Un scan de vulnérabilités mensuel sur un parc PME de taille moyenne remonte facilement 300 à 800 CVE ouvertes, réparties sur les serveurs, les postes, les équipements réseau et les applications tierces. Le RSSI à temps partagé qui reçoit ce rapport n'a ni l'équipe ni les heures pour instruire chaque ligne. La question n'est pas "combien de vulnérabilités avons-nous ?", elle est "lesquelles dois-je traiter cette semaine, avec les deux personnes que j'ai ?". EPSS et KEV répondent précisément à cette question, à condition de les utiliser comme un filtre opérationnel et non comme une case de conformité.

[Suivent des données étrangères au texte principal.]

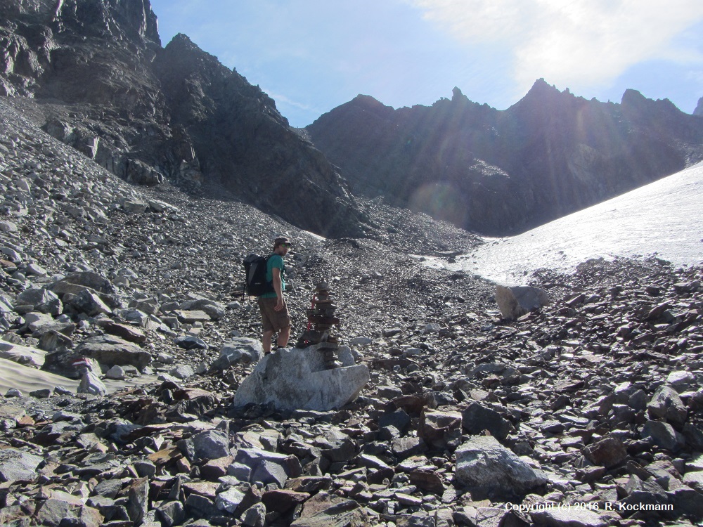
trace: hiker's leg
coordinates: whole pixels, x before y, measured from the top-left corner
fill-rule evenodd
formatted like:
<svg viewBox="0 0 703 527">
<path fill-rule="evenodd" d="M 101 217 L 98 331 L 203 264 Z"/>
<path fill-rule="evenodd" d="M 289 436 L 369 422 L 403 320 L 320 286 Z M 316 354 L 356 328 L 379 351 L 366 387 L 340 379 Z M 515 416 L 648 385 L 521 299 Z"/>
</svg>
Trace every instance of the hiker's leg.
<svg viewBox="0 0 703 527">
<path fill-rule="evenodd" d="M 281 327 L 278 332 L 278 347 L 285 348 L 288 344 L 288 339 L 290 338 L 290 326 Z"/>
<path fill-rule="evenodd" d="M 273 330 L 264 332 L 264 337 L 262 339 L 262 347 L 264 348 L 264 353 L 271 353 L 271 337 L 273 334 Z"/>
</svg>

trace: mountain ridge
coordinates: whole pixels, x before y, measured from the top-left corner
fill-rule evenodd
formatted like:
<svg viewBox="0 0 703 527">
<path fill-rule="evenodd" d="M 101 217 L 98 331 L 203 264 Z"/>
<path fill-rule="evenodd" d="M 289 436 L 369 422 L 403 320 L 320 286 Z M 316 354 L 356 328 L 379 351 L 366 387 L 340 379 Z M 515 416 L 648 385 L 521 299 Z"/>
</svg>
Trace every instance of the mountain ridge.
<svg viewBox="0 0 703 527">
<path fill-rule="evenodd" d="M 587 100 L 543 79 L 505 110 L 458 88 L 451 100 L 397 110 L 360 96 L 306 129 L 353 192 L 488 235 L 524 232 L 703 159 L 703 120 L 668 100 L 627 90 L 620 104 Z"/>
</svg>

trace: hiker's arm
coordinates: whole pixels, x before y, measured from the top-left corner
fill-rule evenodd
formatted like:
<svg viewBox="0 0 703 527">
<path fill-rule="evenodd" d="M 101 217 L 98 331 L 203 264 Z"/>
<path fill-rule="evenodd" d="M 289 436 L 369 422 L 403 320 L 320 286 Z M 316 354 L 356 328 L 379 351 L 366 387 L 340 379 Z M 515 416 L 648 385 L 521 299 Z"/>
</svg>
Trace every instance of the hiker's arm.
<svg viewBox="0 0 703 527">
<path fill-rule="evenodd" d="M 283 292 L 280 281 L 280 269 L 278 267 L 274 267 L 271 270 L 271 275 L 273 278 L 273 290 L 276 291 L 276 297 L 278 299 L 273 309 L 274 311 L 280 311 L 283 308 Z"/>
</svg>

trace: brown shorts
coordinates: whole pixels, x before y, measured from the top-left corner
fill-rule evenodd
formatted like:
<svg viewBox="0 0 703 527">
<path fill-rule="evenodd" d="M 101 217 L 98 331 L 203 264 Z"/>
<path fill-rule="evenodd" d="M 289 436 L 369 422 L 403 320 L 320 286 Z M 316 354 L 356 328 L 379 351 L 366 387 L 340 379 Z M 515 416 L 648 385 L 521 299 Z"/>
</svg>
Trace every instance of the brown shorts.
<svg viewBox="0 0 703 527">
<path fill-rule="evenodd" d="M 288 313 L 288 305 L 283 301 L 283 308 L 280 311 L 273 310 L 276 303 L 278 301 L 276 298 L 262 298 L 259 297 L 257 302 L 259 308 L 262 310 L 262 321 L 264 323 L 264 332 L 280 331 L 284 327 L 290 325 L 290 315 Z"/>
</svg>

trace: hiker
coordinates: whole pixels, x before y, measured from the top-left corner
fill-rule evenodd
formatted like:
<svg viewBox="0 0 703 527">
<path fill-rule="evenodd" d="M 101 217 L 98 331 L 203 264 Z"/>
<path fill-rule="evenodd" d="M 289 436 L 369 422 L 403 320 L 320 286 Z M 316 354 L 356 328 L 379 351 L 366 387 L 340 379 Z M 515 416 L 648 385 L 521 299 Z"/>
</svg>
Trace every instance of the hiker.
<svg viewBox="0 0 703 527">
<path fill-rule="evenodd" d="M 278 333 L 276 349 L 285 348 L 290 337 L 290 315 L 283 299 L 283 291 L 285 290 L 283 256 L 290 247 L 290 240 L 285 236 L 280 236 L 273 240 L 273 254 L 269 258 L 266 272 L 266 282 L 273 283 L 273 291 L 264 293 L 257 301 L 262 311 L 264 325 L 262 346 L 264 354 L 271 353 L 271 337 L 274 332 Z"/>
</svg>

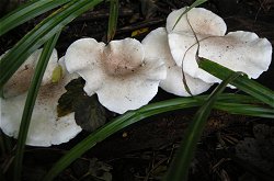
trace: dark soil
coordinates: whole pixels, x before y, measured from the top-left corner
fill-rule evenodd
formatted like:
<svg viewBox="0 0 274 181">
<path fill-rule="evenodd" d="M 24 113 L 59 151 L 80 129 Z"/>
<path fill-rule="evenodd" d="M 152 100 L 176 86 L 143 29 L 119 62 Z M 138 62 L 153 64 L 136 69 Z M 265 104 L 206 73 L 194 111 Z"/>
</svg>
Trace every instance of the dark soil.
<svg viewBox="0 0 274 181">
<path fill-rule="evenodd" d="M 129 37 L 134 31 L 146 27 L 148 31 L 134 36 L 137 39 L 142 39 L 153 29 L 164 26 L 165 19 L 173 9 L 191 3 L 192 0 L 121 0 L 117 32 L 114 38 Z M 274 44 L 273 0 L 209 0 L 202 7 L 224 18 L 228 32 L 237 30 L 255 32 L 259 36 L 266 37 Z M 3 4 L 0 5 L 1 8 L 1 12 L 7 10 Z M 44 16 L 41 15 L 0 37 L 0 53 L 2 54 L 12 47 Z M 105 42 L 107 18 L 109 4 L 104 3 L 67 25 L 57 44 L 59 57 L 78 38 L 89 36 Z M 272 90 L 274 90 L 273 64 L 269 71 L 258 79 L 259 82 Z M 160 90 L 152 102 L 170 98 L 175 97 Z M 107 178 L 107 173 L 112 174 L 114 181 L 160 180 L 167 171 L 195 111 L 195 109 L 182 110 L 145 118 L 99 143 L 67 168 L 56 180 L 100 180 L 95 179 L 94 174 Z M 114 115 L 109 114 L 109 120 L 111 120 Z M 267 149 L 261 147 L 259 151 L 261 162 L 266 160 L 271 165 L 270 169 L 264 169 L 250 159 L 242 160 L 237 155 L 237 144 L 248 137 L 256 139 L 253 131 L 256 125 L 270 126 L 272 129 L 271 140 L 274 140 L 274 125 L 271 120 L 213 111 L 202 140 L 198 143 L 195 159 L 190 170 L 190 180 L 244 181 L 274 178 L 272 172 L 274 171 L 274 156 L 273 154 L 267 156 L 262 154 L 267 149 L 274 152 L 274 142 Z M 87 135 L 89 135 L 88 132 L 82 132 L 71 142 L 49 148 L 26 147 L 22 180 L 31 181 L 43 178 L 66 150 Z M 13 142 L 15 143 L 15 140 Z M 1 154 L 1 169 L 4 169 L 9 166 L 7 161 L 11 159 L 12 154 L 4 155 L 2 151 Z M 94 158 L 98 160 L 94 161 Z M 12 176 L 9 171 L 7 180 Z"/>
</svg>

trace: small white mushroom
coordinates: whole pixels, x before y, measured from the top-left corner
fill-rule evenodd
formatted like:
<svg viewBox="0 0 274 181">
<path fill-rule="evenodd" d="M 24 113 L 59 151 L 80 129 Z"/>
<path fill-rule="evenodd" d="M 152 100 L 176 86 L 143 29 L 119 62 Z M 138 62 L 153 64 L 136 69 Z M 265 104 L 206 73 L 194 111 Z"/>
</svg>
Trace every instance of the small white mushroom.
<svg viewBox="0 0 274 181">
<path fill-rule="evenodd" d="M 172 31 L 171 27 L 184 10 L 185 8 L 169 15 L 167 29 L 170 30 L 168 36 L 172 57 L 179 66 L 183 64 L 186 73 L 208 83 L 220 82 L 218 78 L 198 68 L 195 59 L 197 41 L 194 34 L 199 44 L 199 57 L 235 71 L 246 72 L 253 79 L 267 70 L 272 58 L 272 45 L 266 38 L 259 38 L 255 33 L 242 31 L 225 35 L 225 22 L 218 15 L 201 8 L 194 8 L 184 14 Z"/>
<path fill-rule="evenodd" d="M 142 45 L 134 38 L 112 41 L 106 46 L 82 38 L 69 46 L 65 63 L 69 72 L 85 80 L 88 95 L 96 93 L 105 108 L 123 114 L 147 104 L 165 78 L 162 60 L 144 57 Z"/>
<path fill-rule="evenodd" d="M 183 84 L 182 67 L 178 66 L 171 56 L 168 43 L 168 33 L 164 27 L 151 31 L 144 39 L 145 57 L 150 59 L 163 59 L 167 66 L 167 78 L 161 80 L 160 87 L 173 94 L 190 97 Z M 185 73 L 186 83 L 193 95 L 205 92 L 210 88 L 201 79 L 193 78 Z"/>
<path fill-rule="evenodd" d="M 20 66 L 20 68 L 15 71 L 15 73 L 11 77 L 11 79 L 3 87 L 3 97 L 10 98 L 14 95 L 19 95 L 25 92 L 31 83 L 35 66 L 39 59 L 42 54 L 42 49 L 35 50 L 30 57 Z M 4 55 L 4 54 L 3 54 Z M 3 57 L 3 55 L 0 56 Z M 54 68 L 57 66 L 57 50 L 54 49 L 53 54 L 49 58 L 47 69 L 44 73 L 42 86 L 52 82 L 52 72 Z M 22 81 L 24 80 L 24 81 Z"/>
<path fill-rule="evenodd" d="M 59 65 L 64 67 L 64 58 L 59 61 Z M 49 67 L 46 71 L 49 72 L 50 69 Z M 59 145 L 68 142 L 81 132 L 81 127 L 76 124 L 75 113 L 62 117 L 57 116 L 58 99 L 66 92 L 65 86 L 75 78 L 73 75 L 69 75 L 66 71 L 62 72 L 65 75 L 58 83 L 46 83 L 41 87 L 33 110 L 26 145 L 43 147 Z M 24 81 L 23 79 L 18 80 Z M 8 136 L 18 137 L 26 95 L 27 92 L 24 92 L 16 97 L 0 99 L 0 128 Z"/>
<path fill-rule="evenodd" d="M 206 82 L 220 81 L 198 68 L 195 60 L 197 44 L 193 35 L 170 34 L 169 43 L 176 64 L 181 65 L 182 57 L 185 55 L 183 60 L 185 72 Z M 255 33 L 230 32 L 225 36 L 207 37 L 199 41 L 198 56 L 218 63 L 233 71 L 246 72 L 249 78 L 256 79 L 269 69 L 272 45 L 266 38 L 259 38 Z"/>
</svg>

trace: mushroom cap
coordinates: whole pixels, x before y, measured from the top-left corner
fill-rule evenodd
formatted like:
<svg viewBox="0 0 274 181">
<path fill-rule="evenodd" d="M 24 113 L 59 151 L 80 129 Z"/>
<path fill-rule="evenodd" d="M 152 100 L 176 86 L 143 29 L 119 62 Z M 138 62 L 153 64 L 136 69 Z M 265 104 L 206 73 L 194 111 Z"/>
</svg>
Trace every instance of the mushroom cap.
<svg viewBox="0 0 274 181">
<path fill-rule="evenodd" d="M 58 83 L 47 83 L 41 87 L 32 114 L 26 145 L 43 147 L 59 145 L 81 132 L 81 127 L 76 124 L 75 113 L 62 117 L 57 116 L 58 99 L 66 92 L 65 86 L 72 77 L 65 72 Z M 4 134 L 18 137 L 27 92 L 24 92 L 9 99 L 0 99 L 0 127 Z"/>
<path fill-rule="evenodd" d="M 190 97 L 184 88 L 182 67 L 178 66 L 170 53 L 168 44 L 168 33 L 164 27 L 151 31 L 144 39 L 145 58 L 163 59 L 167 66 L 167 78 L 160 81 L 160 87 L 167 92 Z M 212 83 L 206 83 L 201 79 L 185 75 L 186 83 L 193 95 L 199 94 L 208 90 Z"/>
<path fill-rule="evenodd" d="M 3 97 L 10 98 L 19 95 L 25 92 L 30 84 L 32 77 L 34 75 L 35 66 L 41 57 L 43 49 L 36 49 L 28 58 L 19 67 L 15 73 L 9 79 L 9 81 L 3 87 Z M 2 57 L 3 55 L 1 55 Z M 0 59 L 1 59 L 0 57 Z M 42 79 L 42 86 L 52 82 L 52 72 L 57 66 L 57 50 L 54 49 L 50 58 L 48 60 L 47 69 Z"/>
<path fill-rule="evenodd" d="M 193 31 L 196 34 L 204 34 L 204 35 L 215 35 L 215 36 L 222 36 L 227 31 L 227 25 L 225 21 L 218 16 L 217 14 L 208 11 L 204 8 L 193 8 L 186 14 L 184 14 L 175 27 L 173 29 L 174 24 L 176 23 L 180 15 L 186 10 L 187 7 L 181 8 L 179 10 L 172 11 L 168 19 L 167 19 L 167 31 L 168 33 L 176 32 L 176 33 L 185 33 Z M 189 20 L 189 22 L 187 22 Z M 193 27 L 193 31 L 190 26 Z M 173 30 L 172 30 L 173 29 Z"/>
<path fill-rule="evenodd" d="M 225 36 L 204 38 L 198 35 L 198 56 L 218 63 L 233 71 L 242 71 L 249 78 L 256 79 L 269 69 L 272 58 L 272 45 L 266 38 L 259 38 L 251 32 L 230 32 Z M 171 54 L 178 65 L 183 65 L 184 71 L 205 82 L 220 82 L 220 80 L 198 68 L 195 60 L 197 50 L 196 39 L 191 34 L 169 34 Z"/>
<path fill-rule="evenodd" d="M 88 95 L 96 93 L 109 110 L 123 114 L 147 104 L 165 78 L 163 61 L 144 59 L 142 45 L 134 38 L 112 41 L 107 46 L 93 38 L 72 43 L 66 67 L 84 80 Z"/>
</svg>

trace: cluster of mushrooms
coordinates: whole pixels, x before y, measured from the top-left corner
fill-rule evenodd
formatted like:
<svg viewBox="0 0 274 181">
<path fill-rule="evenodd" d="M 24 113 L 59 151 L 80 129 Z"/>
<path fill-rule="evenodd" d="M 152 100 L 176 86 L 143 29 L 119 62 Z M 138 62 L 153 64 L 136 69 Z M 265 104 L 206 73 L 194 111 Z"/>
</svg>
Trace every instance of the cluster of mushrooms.
<svg viewBox="0 0 274 181">
<path fill-rule="evenodd" d="M 183 72 L 193 95 L 220 82 L 198 68 L 197 48 L 198 56 L 246 72 L 249 78 L 255 79 L 267 70 L 272 45 L 266 38 L 242 31 L 226 34 L 224 20 L 203 8 L 190 10 L 174 26 L 185 10 L 171 12 L 167 26 L 151 31 L 141 42 L 125 38 L 105 45 L 94 38 L 81 38 L 72 43 L 59 60 L 54 50 L 43 77 L 26 144 L 58 145 L 81 132 L 73 113 L 57 116 L 58 99 L 65 93 L 65 86 L 79 76 L 85 80 L 83 89 L 88 95 L 96 93 L 102 105 L 123 114 L 146 105 L 157 94 L 158 87 L 190 97 L 182 81 Z M 0 127 L 9 136 L 18 137 L 24 101 L 39 55 L 41 49 L 32 54 L 3 89 Z M 54 81 L 53 72 L 58 67 L 62 76 Z"/>
</svg>

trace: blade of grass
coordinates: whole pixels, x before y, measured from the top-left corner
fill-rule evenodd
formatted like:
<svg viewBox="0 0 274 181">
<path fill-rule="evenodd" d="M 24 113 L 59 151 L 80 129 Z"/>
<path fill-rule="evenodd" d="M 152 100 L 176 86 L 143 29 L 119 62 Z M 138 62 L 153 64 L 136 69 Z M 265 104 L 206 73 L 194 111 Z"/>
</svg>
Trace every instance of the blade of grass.
<svg viewBox="0 0 274 181">
<path fill-rule="evenodd" d="M 187 180 L 189 168 L 196 150 L 196 144 L 199 140 L 204 127 L 206 125 L 207 117 L 209 116 L 212 109 L 225 90 L 227 84 L 238 78 L 241 72 L 230 73 L 205 100 L 204 104 L 198 109 L 193 117 L 192 123 L 189 125 L 185 136 L 181 143 L 175 158 L 173 159 L 167 176 L 163 180 L 184 181 Z"/>
<path fill-rule="evenodd" d="M 117 27 L 117 20 L 118 20 L 118 0 L 111 0 L 111 8 L 110 8 L 110 18 L 109 18 L 109 29 L 107 29 L 107 43 L 110 43 L 115 33 Z"/>
<path fill-rule="evenodd" d="M 198 67 L 222 80 L 233 72 L 232 70 L 206 58 L 199 58 Z M 247 76 L 238 77 L 231 82 L 231 84 L 274 108 L 274 92 L 254 80 L 249 79 Z"/>
<path fill-rule="evenodd" d="M 18 25 L 69 1 L 71 0 L 35 0 L 20 5 L 18 9 L 0 19 L 0 36 Z"/>
<path fill-rule="evenodd" d="M 207 0 L 196 0 L 195 2 L 193 2 L 191 4 L 191 7 L 187 7 L 186 10 L 178 18 L 175 24 L 173 25 L 172 30 L 175 29 L 176 24 L 180 22 L 180 20 L 182 19 L 182 16 L 187 13 L 189 11 L 191 11 L 191 9 L 201 5 L 202 3 L 206 2 Z"/>
<path fill-rule="evenodd" d="M 127 112 L 113 121 L 109 122 L 98 131 L 90 134 L 82 142 L 77 144 L 71 150 L 69 150 L 60 160 L 58 160 L 44 177 L 45 181 L 53 180 L 59 172 L 61 172 L 66 167 L 68 167 L 72 161 L 79 158 L 87 150 L 96 145 L 96 143 L 102 142 L 110 135 L 125 128 L 128 125 L 132 125 L 140 120 L 149 117 L 151 115 L 182 110 L 187 108 L 199 106 L 207 99 L 207 95 L 197 95 L 191 98 L 178 98 L 168 101 L 161 101 L 157 103 L 151 103 L 142 106 L 139 110 Z M 253 102 L 252 102 L 253 101 Z M 221 94 L 218 97 L 218 103 L 258 103 L 256 100 L 248 95 L 238 95 L 238 94 Z M 243 104 L 246 105 L 246 104 Z M 248 105 L 247 105 L 248 106 Z M 218 106 L 216 106 L 218 109 Z M 226 110 L 224 106 L 222 110 Z M 269 110 L 266 111 L 266 113 Z M 255 114 L 255 113 L 254 113 Z M 260 112 L 261 114 L 261 112 Z M 273 114 L 269 115 L 273 116 Z"/>
<path fill-rule="evenodd" d="M 273 109 L 264 108 L 262 105 L 220 102 L 216 103 L 215 108 L 218 108 L 218 110 L 227 111 L 230 114 L 241 114 L 241 115 L 250 115 L 256 117 L 274 118 Z"/>
<path fill-rule="evenodd" d="M 25 106 L 24 106 L 24 111 L 23 111 L 23 115 L 22 115 L 22 120 L 20 124 L 19 137 L 18 137 L 18 145 L 16 145 L 15 159 L 14 159 L 14 170 L 13 170 L 14 181 L 21 180 L 24 146 L 25 146 L 28 126 L 31 123 L 33 108 L 35 104 L 38 90 L 39 90 L 43 75 L 46 70 L 49 57 L 53 53 L 53 49 L 56 45 L 59 34 L 60 33 L 57 33 L 45 44 L 41 58 L 35 68 L 32 83 L 28 89 L 28 93 L 27 93 L 27 98 L 25 101 Z"/>
<path fill-rule="evenodd" d="M 73 0 L 55 11 L 28 32 L 0 60 L 0 89 L 24 60 L 66 24 L 103 0 Z"/>
</svg>

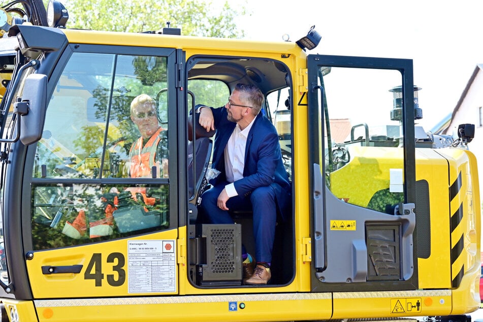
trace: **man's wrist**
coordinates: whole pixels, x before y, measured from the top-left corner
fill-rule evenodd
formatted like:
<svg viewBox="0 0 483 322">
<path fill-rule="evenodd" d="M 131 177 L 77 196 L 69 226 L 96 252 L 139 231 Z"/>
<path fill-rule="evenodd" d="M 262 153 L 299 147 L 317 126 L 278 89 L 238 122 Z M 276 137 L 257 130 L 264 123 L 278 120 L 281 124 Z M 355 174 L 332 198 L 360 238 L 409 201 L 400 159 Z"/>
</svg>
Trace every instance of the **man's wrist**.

Ce que mesurent EPSS et KEV, et pourquoi ils se complètent

KEV (Known Exploited Vulnerabilities) est le catalogue tenu par la CISA qui recense les CVE dont l'exploitation active a été confirmée sur le terrain, remontée par des incidents réels, des rapports de threat intelligence ou des honeypots. Une entrée dans KEV n'est pas une hypothèse : c'est un fait constaté. Le catalogue est mis à jour au fil de l'eau, généralement accompagné d'une échéance de correction pour les administrations fédérales américaines, échéance qui fait aussi référence pour le secteur privé.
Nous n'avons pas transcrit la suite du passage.